How to learn Experiment Duration Planning for Experiment Design in Product Analyst for free

Why this matters

As a Product Analyst, you will be asked questions like: When can we call this A/B test? Can we launch before the sale ends? How much traffic do we need to detect a 5% lift? Experiment duration planning answers these with defensible numbers so stakeholders can make timely, low-risk decisions.

Plan realistic launch dates and avoid underpowered tests.
Balance time-to-decision with statistical rigor.
Prevent false wins from peeking or seasonality.

Concept explained simply

Duration is how long you must run an experiment to collect enough high-quality data to detect the effect you care about. It depends on two things:

How many samples you need (sample size).
How quickly you get those samples (traffic per variant) and how long outcomes take to materialize (measurement delay).

For a binary metric (e.g., conversion rate), a common approximation for equal-sized variants is:

n_per_variant ≈ 2 × (Z_1−α/2 + Z_power)^2 × p × (1−p) / δ^2

p = baseline rate (e.g., 0.05)
δ = absolute Minimum Detectable Effect (MDE), e.g., +0.5 percentage points = 0.005
α = significance level (two-sided commonly 0.05, so Z ≈ 1.96)
power = typically 0.8 (Z ≈ 0.84)

For a continuous metric (e.g., revenue per user):

n_per_variant ≈ 2 × (Z_1−α/2 + Z_power)^2 × σ^2 / δ^2

σ = standard deviation of the metric
δ = absolute lift you want to detect

Then convert to calendar time:

days ≈ n_per_variant / daily_eligible_units_per_variant

Add buffers for ramp-up, weekly cycles, and any measurement delay (e.g., D7 retention requires at least 7 extra days after exposure).

Mental model

Levers: smaller MDE or higher variance → bigger sample → longer duration. More traffic → shorter duration. Delayed outcomes → longer calendar time.
Quality gates: ensure stable traffic, avoid mid-test changes, cover full weekly cycles.
Decision rule: commit to stop criteria (e.g., target sample size or fixed calendar window) before you start.

Quick reference: typical Z values

Two-sided α = 0.05 → Z_1−α/2 ≈ 1.96
Power = 0.80 → Z_power ≈ 0.84
Power = 0.90 → Z_power ≈ 1.28

Inputs you need

Primary metric type (binary or continuous) and unit of analysis (user, session, order).
Baseline value (rate or mean) and variability (p(1−p) or standard deviation).
MDE (absolute); optionally relate it to a % lift for stakeholders.
Alpha (typically 0.05, two-sided) and power (typically 0.8).
Traffic estimates: eligible population per day and allocation ratio (commonly 50/50).
Outcome delay (e.g., D7 retention), ramp plan, and expected seasonality.
Experiment length constraints (deadlines, releases, campaigns).

Worked examples

Goal: detect a +0.5 pp absolute lift from 5.0% to 5.5% (≈ +10% relative). α = 0.05 (two-sided), power = 0.8. Eligible traffic: 20,000 users/day, 50/50 allocation.

n_per_variant ≈ 2 × (1.96 + 0.84)^2 × 0.05 × 0.95 / 0.005^2

(1.96 + 0.84)^2 = 7.84; p(1−p) = 0.0475

n_per_variant ≈ 2 × 7.84 × 0.0475 / 0.000025 ≈ 29,800

Daily per variant ≈ 10,000 → ≈ 3.0 days of traffic.

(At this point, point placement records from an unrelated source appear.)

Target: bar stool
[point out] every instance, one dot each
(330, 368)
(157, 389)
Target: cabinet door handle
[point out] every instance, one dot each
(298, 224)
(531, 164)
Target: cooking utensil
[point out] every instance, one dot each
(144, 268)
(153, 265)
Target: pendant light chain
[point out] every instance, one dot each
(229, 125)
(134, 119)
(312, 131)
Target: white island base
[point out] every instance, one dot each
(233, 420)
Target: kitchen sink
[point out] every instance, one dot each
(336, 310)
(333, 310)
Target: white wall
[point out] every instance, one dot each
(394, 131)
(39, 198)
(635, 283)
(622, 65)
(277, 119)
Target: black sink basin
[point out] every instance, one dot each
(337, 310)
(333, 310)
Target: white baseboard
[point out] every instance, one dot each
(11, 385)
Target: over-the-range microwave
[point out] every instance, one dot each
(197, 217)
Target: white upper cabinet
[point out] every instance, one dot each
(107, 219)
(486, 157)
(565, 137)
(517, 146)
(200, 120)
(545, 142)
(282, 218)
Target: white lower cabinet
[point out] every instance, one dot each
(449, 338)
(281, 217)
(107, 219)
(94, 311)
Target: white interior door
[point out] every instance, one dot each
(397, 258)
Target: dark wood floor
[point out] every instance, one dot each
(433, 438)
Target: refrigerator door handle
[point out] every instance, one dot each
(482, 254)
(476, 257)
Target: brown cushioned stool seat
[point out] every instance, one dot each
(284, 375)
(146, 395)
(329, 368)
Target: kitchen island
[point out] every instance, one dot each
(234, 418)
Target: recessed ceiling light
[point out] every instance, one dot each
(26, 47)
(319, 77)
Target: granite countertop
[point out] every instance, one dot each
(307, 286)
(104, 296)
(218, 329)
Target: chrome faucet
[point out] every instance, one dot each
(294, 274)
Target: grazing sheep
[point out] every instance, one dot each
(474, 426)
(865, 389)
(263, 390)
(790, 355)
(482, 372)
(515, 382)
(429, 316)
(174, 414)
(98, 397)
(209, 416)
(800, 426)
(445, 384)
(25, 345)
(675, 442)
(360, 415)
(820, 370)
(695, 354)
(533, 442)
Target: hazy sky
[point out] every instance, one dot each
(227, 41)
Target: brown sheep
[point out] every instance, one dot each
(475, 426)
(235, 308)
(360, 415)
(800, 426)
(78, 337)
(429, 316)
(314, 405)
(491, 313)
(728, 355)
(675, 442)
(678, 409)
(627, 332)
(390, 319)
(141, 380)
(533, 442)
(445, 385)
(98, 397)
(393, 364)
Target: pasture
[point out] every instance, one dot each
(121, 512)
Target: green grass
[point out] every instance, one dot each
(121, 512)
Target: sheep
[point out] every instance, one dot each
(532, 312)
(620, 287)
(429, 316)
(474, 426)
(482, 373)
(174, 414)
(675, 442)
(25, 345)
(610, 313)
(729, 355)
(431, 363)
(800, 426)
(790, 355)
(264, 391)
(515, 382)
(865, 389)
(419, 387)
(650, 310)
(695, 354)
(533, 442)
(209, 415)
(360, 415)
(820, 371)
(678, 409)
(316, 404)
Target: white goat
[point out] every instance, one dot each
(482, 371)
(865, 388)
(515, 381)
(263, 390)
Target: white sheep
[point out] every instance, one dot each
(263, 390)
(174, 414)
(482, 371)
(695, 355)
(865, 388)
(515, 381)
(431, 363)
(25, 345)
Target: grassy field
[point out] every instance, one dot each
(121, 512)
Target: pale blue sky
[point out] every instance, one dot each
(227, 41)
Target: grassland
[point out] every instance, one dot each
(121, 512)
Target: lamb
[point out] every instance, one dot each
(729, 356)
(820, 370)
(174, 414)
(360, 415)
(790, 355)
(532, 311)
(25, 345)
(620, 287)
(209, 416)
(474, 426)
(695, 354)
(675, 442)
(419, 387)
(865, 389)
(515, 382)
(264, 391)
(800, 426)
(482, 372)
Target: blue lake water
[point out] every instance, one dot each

Practical plan: 1-day ramp + full week coverage → run ~8 days total.

Example 2: Average order value (AOV)

Goal: detect +$2 lift. Baseline mean = $50, σ = $70. α = 0.05, power = 0.8. Daily orders across both variants ≈ 3,000 (per variant ≈ 1,500).

n_per_variant ≈ 2 × 7.84 × 70^2 / 2^2 = 2 × 7.84 × 4,900 / 4 ≈ 19,200

Days ≈ 19,200 / 1,500 ≈ 12.8 days. Practical plan: 1–2 day ramp + 2 full weeks to cover weekly cycles.

Example 3: D7 retention

Goal: detect +2 pp absolute lift (25% → 27%). α = 0.05, power = 0.8. p(1−p) = 0.25 × 0.75 = 0.1875. Daily new eligible users = 15,000 (per variant 7,500). Outcome delay = 7 days.

n_per_variant ≈ 2 × 7.84 × 0.1875 / 0.02^2 = 2 × 1.47 / 0.0004 ≈ 7,350

Recruitment time ≈ 7,350 / 7,500 ≈ 1 day, then wait 7 days for D7 outcome → ~8 days minimum. Plan for a full 2-week calendar to cover weekly cycles and delays.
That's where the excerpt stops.